Top-level / batching / IO:
- n_ubatch (alias ubatch) -- physical batch size; was previously
force-aliased to n_batch at line 482, blocking embedding/rerank
workloads that need independent control
- threads_batch (alias n_threads_batch) -- main-model batch threads;
mirrors the existing draft_threads_batch
- direct_io (alias use_direct_io) -- O_DIRECT model loads
- verbosity -- llama.cpp log threshold (line 479 had this commented
out)
- override_tensor (alias tensor_buft_overrides) -- per-tensor buffer
overrides for the main model; mirrors draft_override_tensor
Embedding / multimodal:
- pooling_type (alias pooling) -- mean/cls/last/rank/none; previously
only auto-flipped to RANK for rerankers
- embd_normalize (alias embedding_normalize) -- and the embedding
handler now reads params_base.embd_normalize instead of a hardcoded
2 at the previous embd_normalize literal in Embedding()

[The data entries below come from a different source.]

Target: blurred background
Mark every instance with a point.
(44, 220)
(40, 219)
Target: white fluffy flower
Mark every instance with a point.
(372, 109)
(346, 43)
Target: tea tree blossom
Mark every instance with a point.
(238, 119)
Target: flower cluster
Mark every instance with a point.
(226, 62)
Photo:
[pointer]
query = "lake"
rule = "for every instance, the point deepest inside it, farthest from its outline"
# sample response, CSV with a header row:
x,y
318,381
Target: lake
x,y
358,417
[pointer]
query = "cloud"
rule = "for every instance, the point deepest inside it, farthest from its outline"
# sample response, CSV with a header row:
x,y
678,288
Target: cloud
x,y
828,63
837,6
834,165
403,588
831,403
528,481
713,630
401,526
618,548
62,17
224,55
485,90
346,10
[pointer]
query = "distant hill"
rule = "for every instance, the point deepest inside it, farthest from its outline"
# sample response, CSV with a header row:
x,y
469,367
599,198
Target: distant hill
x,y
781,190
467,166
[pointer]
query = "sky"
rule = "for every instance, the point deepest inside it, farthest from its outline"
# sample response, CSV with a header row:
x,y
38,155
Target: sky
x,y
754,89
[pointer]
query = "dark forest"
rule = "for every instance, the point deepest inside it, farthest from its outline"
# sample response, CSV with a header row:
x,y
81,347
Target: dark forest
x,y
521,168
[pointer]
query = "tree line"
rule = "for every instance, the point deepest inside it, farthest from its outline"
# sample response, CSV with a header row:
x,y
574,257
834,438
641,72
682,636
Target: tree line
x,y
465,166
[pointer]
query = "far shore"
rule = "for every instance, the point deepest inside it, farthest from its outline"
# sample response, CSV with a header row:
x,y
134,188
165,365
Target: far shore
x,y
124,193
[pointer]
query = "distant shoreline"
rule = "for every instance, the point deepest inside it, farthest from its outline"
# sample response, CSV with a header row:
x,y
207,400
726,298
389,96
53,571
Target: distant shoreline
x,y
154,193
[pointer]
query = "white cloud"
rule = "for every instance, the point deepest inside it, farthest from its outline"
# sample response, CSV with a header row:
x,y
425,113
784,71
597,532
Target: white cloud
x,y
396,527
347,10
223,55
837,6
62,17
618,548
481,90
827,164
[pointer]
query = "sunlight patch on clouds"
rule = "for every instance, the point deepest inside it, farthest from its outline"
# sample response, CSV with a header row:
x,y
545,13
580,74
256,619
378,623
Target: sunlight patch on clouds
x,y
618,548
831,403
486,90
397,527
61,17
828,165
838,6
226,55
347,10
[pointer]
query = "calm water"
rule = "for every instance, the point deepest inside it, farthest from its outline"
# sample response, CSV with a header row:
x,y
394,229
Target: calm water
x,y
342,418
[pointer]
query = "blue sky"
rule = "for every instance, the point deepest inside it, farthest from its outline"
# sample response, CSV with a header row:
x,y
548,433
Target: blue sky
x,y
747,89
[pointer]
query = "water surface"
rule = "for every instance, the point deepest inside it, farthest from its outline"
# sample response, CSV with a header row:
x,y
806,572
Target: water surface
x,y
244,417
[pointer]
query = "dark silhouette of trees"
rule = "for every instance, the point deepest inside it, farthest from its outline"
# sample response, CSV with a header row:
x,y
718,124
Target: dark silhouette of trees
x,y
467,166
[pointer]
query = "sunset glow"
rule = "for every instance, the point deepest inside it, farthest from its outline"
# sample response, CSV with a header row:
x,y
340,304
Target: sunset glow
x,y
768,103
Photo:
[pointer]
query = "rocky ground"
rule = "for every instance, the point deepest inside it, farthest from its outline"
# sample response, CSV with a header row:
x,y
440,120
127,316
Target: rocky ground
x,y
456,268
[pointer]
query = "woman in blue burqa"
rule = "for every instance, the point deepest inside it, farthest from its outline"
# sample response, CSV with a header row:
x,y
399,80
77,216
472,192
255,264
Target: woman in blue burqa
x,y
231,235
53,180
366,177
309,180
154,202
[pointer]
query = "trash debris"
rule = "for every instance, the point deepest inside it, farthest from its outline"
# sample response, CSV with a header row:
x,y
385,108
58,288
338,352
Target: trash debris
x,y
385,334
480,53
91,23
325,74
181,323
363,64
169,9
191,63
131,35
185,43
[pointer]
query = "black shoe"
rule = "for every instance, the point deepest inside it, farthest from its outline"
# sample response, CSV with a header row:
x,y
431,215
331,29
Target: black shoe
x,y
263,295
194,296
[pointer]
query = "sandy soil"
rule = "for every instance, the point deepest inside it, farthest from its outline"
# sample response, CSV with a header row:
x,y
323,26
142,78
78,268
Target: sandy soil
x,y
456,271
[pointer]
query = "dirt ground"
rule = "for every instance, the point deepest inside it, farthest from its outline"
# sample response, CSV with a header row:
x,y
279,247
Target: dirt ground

- mmproj_use_gpu (alias mmproj_offload) -- mmproj on CPU vs GPU
- image_min_tokens / image_max_tokens -- per-image vision token budget
Reasoning surface (the audit-focus three; LocalAI's existing
ReasoningConfig.DisableReasoning only feeds the per-request
chat_template_kwargs.enable_thinking and does not touch any of these):
- reasoning_format -- none/auto/deepseek/deepseek-legacy parser
- enable_reasoning (alias reasoning_budget) -- -1/0/>0 thinking budget
- prefill_assistant -- trailing-assistant-message prefill toggle
All 14 referenced fields exist on both the upstream pin and the
turboquant fork's common.h, so no LOCALAI_LEGACY_LLAMA_CPP_SPEC guard
is needed.
Docs: extend model-configuration.md with new "Reasoning Models",
"Multimodal Backend Options", "Embedding & Reranking Backend Options",
and "Other Backend Tuning Options" subsections; also refresh the
Speculative Type Values table to show the new dash-separated canonical
names alongside the underscore aliases LocalAI still accepts.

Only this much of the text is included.